The Eurogroup issued a statement on Monday confirming the progress in negotiations with the Greek government, indicating that an agreement may be imminent, although it was underlined that more efforts were required.

During the talks in Brussels it emerged that the institutions object to recent decision in recruitments in the public sector, employment relations and the pension system. The institutions fear that rather than updating and modernizing those three areas in the economy, the reforms are being withdrawn.

The Minister of Finances Yanis Varoufakis was forced to intervene and provide assurances that the number of recruitments in the public sector will not exceed the number of departures (estimated to be about 15,000 this year) and that the “13th pension” will be distributed according to strict income criteria. Regarding the changes which the institutions are pressuring for in employment relations, the European Commission intervened and it was agreed that both sides would await for the International Labour Organization’s (ILO) report.
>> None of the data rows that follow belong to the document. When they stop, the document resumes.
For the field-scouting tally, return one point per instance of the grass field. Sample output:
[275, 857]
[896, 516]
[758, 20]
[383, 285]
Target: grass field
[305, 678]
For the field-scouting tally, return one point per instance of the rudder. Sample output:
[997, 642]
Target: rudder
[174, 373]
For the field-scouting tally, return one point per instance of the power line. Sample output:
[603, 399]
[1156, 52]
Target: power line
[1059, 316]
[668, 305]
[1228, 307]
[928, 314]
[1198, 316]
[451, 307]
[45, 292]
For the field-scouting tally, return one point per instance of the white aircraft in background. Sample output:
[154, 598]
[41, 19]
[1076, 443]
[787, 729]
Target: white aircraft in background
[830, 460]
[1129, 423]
It appears that there is an agreement on strengthening the independence of ELSTAT and the HFSF, while the creditors have agreed to the Greek government’s proposed regulation for bad loans and for the gradual increase of the minimum wage. There is some convergence in fiscal matters (VAT, changes to the ENFIA real estate tax, luxury tax, income tax scales etc), privatizations and the deregulation of the energy market, however there are still significant details that need to be addressed.

Both sides were unable to agree on the new public sector wages and pensions, with the Greek side resisting the demand for wage and supplementary pension cuts. The IMF has also demanded the deregulation of collective dismissal and that collective bargaining not be restored, among others.